Building upon the approach of Hardie 1998, which argued for Umbricius’ apparent transformation into an inspired poet by the surrounding locus amoenus and its recollection of the Phaedrus, this paper argues that we can gain insight into the third Satire if we see Umbricius and his choices as a foil against which Juvenal defines his own poetic career and continued devotion to urban existence and the genre of satire. This reading of the poem centres on a series of allusions to the Virgilian corpus and the model poetic career that it constitutes, arguing that the overwhelming focus on allusions to the Aeneid within this satire (Estevez 1996; Staley 2000; Baines 2003) has often failed to acknowledge their existence alongside allusions to the Eclogues (Witke 1962) and the Georgics.

By adopting an approach which takes into account the allusions to the entirety of the Virgilian career and corpus, I wish to demonstrate that Umbricius continually misreads Virgil by failing to appreciate the significance of the parallels which he invokes and that his own trajectory from city to countryside reverses the trajectory of the Virgilian career.

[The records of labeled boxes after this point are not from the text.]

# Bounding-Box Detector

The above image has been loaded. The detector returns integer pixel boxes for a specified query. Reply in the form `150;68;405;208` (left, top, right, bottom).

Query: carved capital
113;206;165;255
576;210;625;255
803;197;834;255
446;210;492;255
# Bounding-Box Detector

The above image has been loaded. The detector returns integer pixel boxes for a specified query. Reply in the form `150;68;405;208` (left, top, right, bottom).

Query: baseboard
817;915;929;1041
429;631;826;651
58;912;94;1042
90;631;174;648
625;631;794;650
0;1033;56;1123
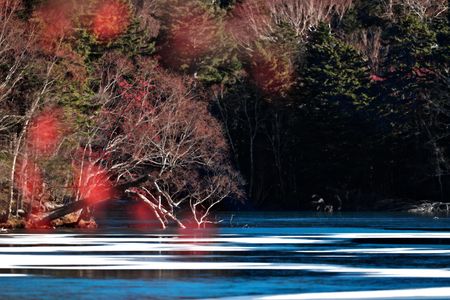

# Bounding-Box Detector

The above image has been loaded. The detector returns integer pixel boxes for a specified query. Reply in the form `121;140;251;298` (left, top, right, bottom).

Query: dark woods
0;0;450;227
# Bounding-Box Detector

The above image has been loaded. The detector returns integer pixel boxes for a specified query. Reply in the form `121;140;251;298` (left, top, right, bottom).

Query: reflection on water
0;213;450;299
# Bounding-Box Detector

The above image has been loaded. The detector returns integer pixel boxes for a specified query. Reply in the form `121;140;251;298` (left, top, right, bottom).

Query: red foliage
28;109;63;155
15;159;44;203
370;74;385;82
74;162;116;205
160;8;218;69
92;0;131;42
34;0;74;50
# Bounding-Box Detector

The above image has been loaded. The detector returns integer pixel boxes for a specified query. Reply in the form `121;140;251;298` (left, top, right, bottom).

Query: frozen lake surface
0;213;450;299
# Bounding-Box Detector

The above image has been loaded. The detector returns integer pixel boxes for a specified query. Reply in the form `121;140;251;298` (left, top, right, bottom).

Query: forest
0;0;450;227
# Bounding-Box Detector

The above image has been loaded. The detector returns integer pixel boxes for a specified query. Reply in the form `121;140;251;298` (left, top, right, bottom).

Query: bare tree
82;55;243;227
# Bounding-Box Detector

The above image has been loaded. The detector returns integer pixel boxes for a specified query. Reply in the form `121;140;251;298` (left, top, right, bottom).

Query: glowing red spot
75;162;115;205
15;159;44;210
92;0;131;41
370;74;385;82
28;110;63;155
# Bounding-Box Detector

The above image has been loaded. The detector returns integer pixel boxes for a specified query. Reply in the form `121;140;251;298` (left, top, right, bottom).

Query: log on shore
35;175;150;224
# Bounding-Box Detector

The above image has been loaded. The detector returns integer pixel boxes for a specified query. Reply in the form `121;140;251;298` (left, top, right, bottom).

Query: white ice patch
252;287;450;300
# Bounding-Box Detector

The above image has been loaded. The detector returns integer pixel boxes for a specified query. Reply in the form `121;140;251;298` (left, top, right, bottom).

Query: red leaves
28;110;64;156
34;0;74;50
92;0;131;41
15;159;44;203
159;4;219;69
75;162;116;205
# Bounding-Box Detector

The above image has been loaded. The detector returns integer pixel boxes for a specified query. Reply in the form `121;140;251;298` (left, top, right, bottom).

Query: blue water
0;213;450;299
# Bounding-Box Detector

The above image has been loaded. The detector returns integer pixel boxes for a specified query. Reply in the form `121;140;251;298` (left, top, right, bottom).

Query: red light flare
159;9;219;69
34;0;75;51
15;159;44;213
74;161;116;205
27;109;65;156
92;0;131;42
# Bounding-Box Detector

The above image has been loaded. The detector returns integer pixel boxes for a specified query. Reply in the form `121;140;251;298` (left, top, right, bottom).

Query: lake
0;212;450;299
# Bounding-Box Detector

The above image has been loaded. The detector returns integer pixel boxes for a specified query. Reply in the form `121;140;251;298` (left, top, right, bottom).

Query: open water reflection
0;213;450;299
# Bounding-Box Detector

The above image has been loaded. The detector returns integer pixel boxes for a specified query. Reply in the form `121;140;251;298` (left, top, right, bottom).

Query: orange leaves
75;162;116;205
92;0;131;41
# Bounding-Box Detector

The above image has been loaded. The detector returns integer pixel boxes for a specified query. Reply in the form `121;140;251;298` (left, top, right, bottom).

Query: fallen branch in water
408;201;450;215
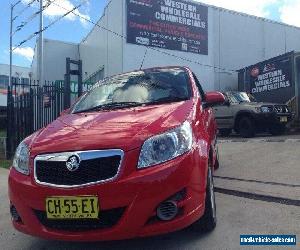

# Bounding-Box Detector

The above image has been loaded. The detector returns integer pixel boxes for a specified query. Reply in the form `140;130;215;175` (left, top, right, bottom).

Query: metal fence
6;81;93;158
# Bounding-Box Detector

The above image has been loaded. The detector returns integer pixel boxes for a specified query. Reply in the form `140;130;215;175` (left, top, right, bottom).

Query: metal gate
6;81;92;159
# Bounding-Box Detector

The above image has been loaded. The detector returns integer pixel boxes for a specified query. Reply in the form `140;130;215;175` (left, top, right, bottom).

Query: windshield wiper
74;102;144;114
145;96;188;105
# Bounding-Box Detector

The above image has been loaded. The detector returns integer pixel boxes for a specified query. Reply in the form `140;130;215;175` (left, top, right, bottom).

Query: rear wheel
238;116;255;138
269;124;286;136
219;128;232;137
192;166;217;232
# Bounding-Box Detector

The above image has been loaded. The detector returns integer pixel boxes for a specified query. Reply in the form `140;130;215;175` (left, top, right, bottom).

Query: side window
193;73;205;101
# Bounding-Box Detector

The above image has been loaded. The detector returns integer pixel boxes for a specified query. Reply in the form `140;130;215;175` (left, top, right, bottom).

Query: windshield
227;92;256;103
72;68;191;113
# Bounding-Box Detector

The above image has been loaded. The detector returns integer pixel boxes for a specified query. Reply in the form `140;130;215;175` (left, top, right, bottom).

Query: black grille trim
33;208;126;232
34;150;124;188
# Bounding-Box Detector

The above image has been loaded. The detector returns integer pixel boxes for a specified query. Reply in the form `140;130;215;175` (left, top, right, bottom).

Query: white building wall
44;39;79;81
0;64;30;78
79;0;125;80
79;0;300;90
31;39;79;81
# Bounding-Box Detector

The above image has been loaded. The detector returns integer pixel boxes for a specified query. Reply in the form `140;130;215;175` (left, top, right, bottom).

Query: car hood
29;100;193;155
241;102;284;107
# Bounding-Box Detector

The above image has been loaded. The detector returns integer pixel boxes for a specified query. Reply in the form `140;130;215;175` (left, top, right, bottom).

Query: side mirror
60;108;70;116
223;99;230;106
204;91;225;107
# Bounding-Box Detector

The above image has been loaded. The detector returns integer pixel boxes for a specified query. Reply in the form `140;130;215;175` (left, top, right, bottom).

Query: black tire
269;124;286;136
238;116;255;138
219;128;232;137
192;166;217;233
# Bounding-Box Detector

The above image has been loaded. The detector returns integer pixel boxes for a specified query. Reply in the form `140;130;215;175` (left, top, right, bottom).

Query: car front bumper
254;112;293;128
9;149;207;241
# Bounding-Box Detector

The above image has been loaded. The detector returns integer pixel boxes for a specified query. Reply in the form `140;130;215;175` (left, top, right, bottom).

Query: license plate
46;196;99;219
280;116;287;122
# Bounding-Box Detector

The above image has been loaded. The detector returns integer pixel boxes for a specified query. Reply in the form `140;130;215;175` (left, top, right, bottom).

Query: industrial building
32;0;300;94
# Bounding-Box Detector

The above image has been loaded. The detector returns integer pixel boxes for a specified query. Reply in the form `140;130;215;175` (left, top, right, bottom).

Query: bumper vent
156;201;178;221
274;105;289;114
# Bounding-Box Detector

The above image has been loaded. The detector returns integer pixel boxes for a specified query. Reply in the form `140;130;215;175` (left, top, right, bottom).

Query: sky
0;0;300;66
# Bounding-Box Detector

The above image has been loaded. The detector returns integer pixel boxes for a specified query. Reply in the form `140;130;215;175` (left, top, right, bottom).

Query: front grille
34;208;125;232
274;105;289;114
35;151;122;187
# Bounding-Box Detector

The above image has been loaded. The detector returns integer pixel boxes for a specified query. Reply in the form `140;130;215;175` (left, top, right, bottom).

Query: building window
85;68;104;84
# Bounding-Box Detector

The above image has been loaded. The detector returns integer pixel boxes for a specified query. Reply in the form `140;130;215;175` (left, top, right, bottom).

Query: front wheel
192;167;217;232
238;116;255;138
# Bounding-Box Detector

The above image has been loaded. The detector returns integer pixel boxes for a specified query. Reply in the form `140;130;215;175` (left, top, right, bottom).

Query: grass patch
0;130;6;137
0;160;12;169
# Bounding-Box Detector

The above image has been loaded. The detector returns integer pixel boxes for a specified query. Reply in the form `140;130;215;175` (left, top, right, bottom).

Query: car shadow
30;228;209;250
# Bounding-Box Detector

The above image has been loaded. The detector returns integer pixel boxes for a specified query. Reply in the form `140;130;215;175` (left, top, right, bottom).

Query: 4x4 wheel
269;124;286;136
192;166;217;232
219;128;232;137
238;116;255;138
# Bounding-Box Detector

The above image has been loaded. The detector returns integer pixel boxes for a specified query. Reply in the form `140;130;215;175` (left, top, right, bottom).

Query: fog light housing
10;205;22;222
156;200;178;221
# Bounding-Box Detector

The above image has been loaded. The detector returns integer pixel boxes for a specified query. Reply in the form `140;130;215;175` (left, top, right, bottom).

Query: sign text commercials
127;0;208;55
249;58;294;103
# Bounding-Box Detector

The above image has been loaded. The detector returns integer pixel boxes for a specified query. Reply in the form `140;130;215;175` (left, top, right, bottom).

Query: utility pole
9;4;14;88
38;0;44;86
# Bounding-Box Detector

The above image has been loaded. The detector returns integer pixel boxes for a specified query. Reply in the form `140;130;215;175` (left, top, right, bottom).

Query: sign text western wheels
127;0;208;55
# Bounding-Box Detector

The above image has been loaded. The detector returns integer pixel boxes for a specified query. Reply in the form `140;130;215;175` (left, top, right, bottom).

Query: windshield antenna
140;46;148;70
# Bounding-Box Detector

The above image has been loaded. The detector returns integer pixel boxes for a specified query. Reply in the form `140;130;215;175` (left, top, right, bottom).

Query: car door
214;94;234;129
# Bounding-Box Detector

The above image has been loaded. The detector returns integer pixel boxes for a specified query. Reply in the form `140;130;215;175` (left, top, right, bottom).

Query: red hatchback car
9;67;224;241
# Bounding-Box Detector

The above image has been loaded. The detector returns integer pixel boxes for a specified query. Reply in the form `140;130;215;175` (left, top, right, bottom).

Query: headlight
255;106;272;113
138;121;193;168
13;142;29;175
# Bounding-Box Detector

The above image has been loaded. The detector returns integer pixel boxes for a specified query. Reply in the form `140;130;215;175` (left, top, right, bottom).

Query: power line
53;0;236;73
13;0;37;21
12;0;56;35
12;2;83;51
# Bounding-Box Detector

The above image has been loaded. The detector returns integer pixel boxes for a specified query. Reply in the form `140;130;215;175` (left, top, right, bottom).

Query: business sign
127;0;208;55
248;58;295;103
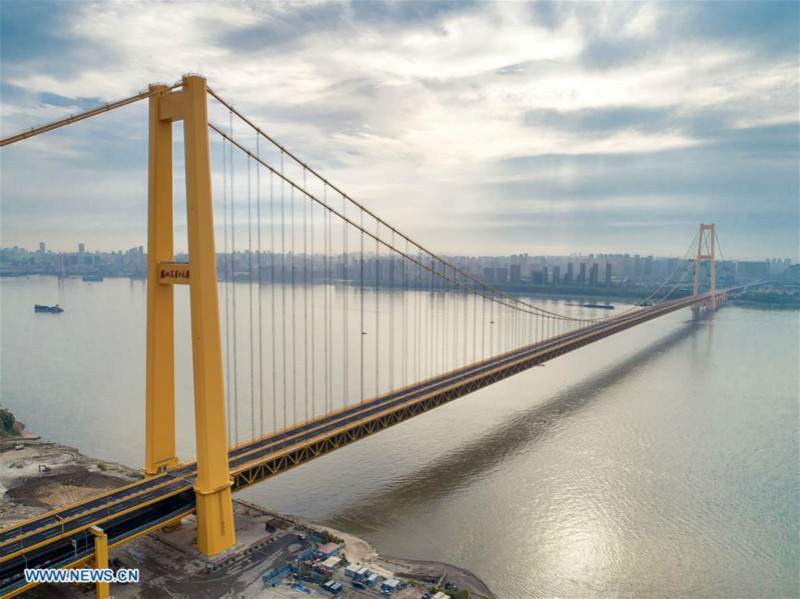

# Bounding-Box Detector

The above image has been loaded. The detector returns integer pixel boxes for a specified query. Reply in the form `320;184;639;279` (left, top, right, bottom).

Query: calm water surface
0;277;800;597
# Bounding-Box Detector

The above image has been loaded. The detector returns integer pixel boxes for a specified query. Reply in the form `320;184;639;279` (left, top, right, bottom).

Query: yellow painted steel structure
144;85;178;476
145;75;236;555
89;526;111;599
692;223;717;310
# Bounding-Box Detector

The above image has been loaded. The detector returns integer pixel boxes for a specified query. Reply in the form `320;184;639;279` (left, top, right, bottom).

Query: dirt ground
0;437;141;527
0;435;492;599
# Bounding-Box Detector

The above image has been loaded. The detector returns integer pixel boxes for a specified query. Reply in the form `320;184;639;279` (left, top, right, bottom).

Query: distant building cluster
0;241;147;278
0;242;800;289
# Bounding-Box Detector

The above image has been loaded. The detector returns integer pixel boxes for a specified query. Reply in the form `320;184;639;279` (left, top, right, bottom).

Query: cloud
0;2;798;258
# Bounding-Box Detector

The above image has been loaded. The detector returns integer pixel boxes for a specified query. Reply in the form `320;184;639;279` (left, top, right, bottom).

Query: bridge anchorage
0;75;730;597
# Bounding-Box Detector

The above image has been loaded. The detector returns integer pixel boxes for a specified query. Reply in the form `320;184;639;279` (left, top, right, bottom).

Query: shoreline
0;425;495;599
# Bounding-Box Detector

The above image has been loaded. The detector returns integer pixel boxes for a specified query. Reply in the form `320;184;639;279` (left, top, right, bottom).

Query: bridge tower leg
181;76;236;555
144;85;178;476
145;75;236;555
89;526;111;599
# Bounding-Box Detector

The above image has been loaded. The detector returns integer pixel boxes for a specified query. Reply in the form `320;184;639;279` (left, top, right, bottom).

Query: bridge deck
0;292;723;596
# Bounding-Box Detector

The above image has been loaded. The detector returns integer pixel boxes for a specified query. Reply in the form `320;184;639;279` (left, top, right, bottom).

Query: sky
0;0;800;260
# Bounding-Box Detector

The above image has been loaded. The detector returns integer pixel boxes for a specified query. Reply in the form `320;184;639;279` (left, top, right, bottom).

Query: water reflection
322;322;711;533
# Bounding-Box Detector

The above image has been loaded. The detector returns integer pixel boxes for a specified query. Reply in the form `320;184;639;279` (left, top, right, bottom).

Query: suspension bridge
0;75;738;597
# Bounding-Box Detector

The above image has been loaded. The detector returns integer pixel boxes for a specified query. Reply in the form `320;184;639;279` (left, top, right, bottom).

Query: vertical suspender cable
269;171;278;432
359;210;367;402
222;126;233;443
256;136;264;436
309;175;317;418
342;196;351;405
229;113;239;445
281;152;289;428
289;186;297;423
247;156;256;439
301;168;311;420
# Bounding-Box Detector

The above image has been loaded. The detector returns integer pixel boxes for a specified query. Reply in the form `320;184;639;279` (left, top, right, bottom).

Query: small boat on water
33;304;64;314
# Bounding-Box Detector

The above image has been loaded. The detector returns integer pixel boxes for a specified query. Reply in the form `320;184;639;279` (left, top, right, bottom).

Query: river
0;277;800;597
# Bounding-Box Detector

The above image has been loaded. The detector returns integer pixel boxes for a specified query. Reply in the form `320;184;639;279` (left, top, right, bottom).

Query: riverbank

By doing so, I hope to show, on the one hand, that Juvenal is aligning Umbricius with the derivative poets of the first Satire, who in their devotion to and handling of the same themes as past poets often seem to miss the point and rob those works of their vitality, and, on the other, that the cultural authority invested in the Virgilian career model may more rightly belong to poets who remain in the city and treat original topics, such as Juvenal, rather than hacks such as Umbricius.